Stroke classification is based on the underlying pathologic process and vascular distribution. Appropriate classification of a stroke assists in formulating definitive treatment decisions and communicating potential short- and long-term prognoses. In the United States, approximately 87% of all strokes are ischemic, 10% are intracerebral hemorrhages, and 3% are subarachnoid hemorrhages.1 

An ischemic stroke is defined as an episode of neurologic dysfunction secondary to a focal CNS infarction. A silent ischemic infarction is defined as imaging or neuropathologic evidence of an infarction without neurologic dysfunction. 

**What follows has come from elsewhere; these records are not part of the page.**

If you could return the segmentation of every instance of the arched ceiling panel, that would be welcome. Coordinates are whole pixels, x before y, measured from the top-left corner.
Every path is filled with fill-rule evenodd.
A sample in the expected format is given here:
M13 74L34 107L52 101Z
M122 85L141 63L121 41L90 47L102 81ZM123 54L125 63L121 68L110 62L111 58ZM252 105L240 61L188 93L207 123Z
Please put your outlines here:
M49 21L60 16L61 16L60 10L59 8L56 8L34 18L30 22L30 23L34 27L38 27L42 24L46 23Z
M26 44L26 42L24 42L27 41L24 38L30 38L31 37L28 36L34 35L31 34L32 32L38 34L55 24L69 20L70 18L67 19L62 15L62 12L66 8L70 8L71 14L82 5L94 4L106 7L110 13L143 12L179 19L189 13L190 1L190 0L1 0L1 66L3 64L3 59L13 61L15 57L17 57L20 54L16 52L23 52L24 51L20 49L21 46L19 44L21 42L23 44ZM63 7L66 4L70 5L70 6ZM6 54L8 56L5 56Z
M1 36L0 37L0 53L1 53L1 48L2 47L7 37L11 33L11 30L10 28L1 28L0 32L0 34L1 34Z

Intracerebral and spontaneous subarachnoid hemorrhages are defined as rapidly developing neurologic dysfunction secondary to the focal accumulation of blood in the brain parenchyma and in the subarachnoid space, respectively, and are not precipitated by trauma. A silent cerebral hemorrhage is similar to a silent ischemic stroke in that both are without clinical symptoms. Imaging shows a focal collection of blood within the brain parenchyma or ventricular system, often presenting in the form of microhemorrhages.2 

A stroke caused by cerebral venous thrombosis is an infarction or hemorrhage in the brain, spinal cord, or retina due to thrombosis of a cerebral venous structure and represents 0.5% to 1% of all strokes. A stroke classified as “not otherwise specified” is defined as acute neurologic dysfunction presumed to be caused by ischemia or hemorrhage that persists for more than 24 hours or until death, but with indeterminate evidence to be classified as any other type of stroke.2 Attempting to localize the vascular distribution of a stroke based on clinical assessment has traditionally been used to assist in diagnosis and treatment and for rehabilitation purposes.

Clinical Diagnosis

The history is key in the initial assessment of stroke and should focus on the symptoms and signs of focal neurologic injury, such as unilateral weakness or sensory deficit, facial droop, dysarthria, or aphasia (Table 1).5 Patients typically present with a sudden and maximal focal neurologic deficit that is consistent with a vascular territory.6 The timing of events or symptom onset, specifically the last known well or baseline state, is crucial for assessment and determining treatment options.